Глеб и Тентенников уже не хотели спать. Дымя трубками, принялись они вспоминать митинги девятьсот пятого года. Глеб был тогда еще совсем мальчишкой и многого не понимал, но Тентенникову шел в ту пору двадцатый год, и на демонстрации в Нижнем Новгороде довелось ему отведать казачьей плети.

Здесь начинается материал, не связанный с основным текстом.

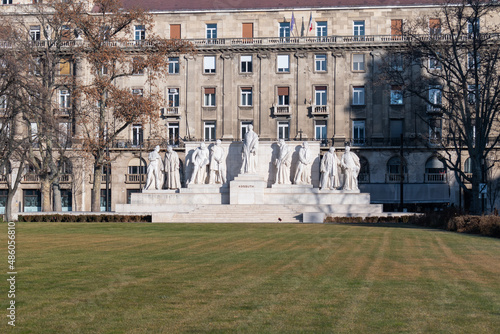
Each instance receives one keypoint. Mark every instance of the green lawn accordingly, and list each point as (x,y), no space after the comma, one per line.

— Помнишь, о близких переменах Попов говорил недавно, — сказал Тентенников. — Он считал, что революция — дело недель.

— Да, — тихо сказал Глеб, — быстро все перевернулось. А давно ли еще я летел с Николаем, зная, что нам обоим угрожает тяжелое наказание, если узнают об этом. Прощаясь, он мне шутливо говорил, что, в случае чего, он один за наш полет ответчик.

* * *

Быков приехал под утро.

— Попов прав, — сказал он. — В самом деле, в Петрограде революция, Николашки нет, передал трон Михаилу, да и тот с перепугу отрекся.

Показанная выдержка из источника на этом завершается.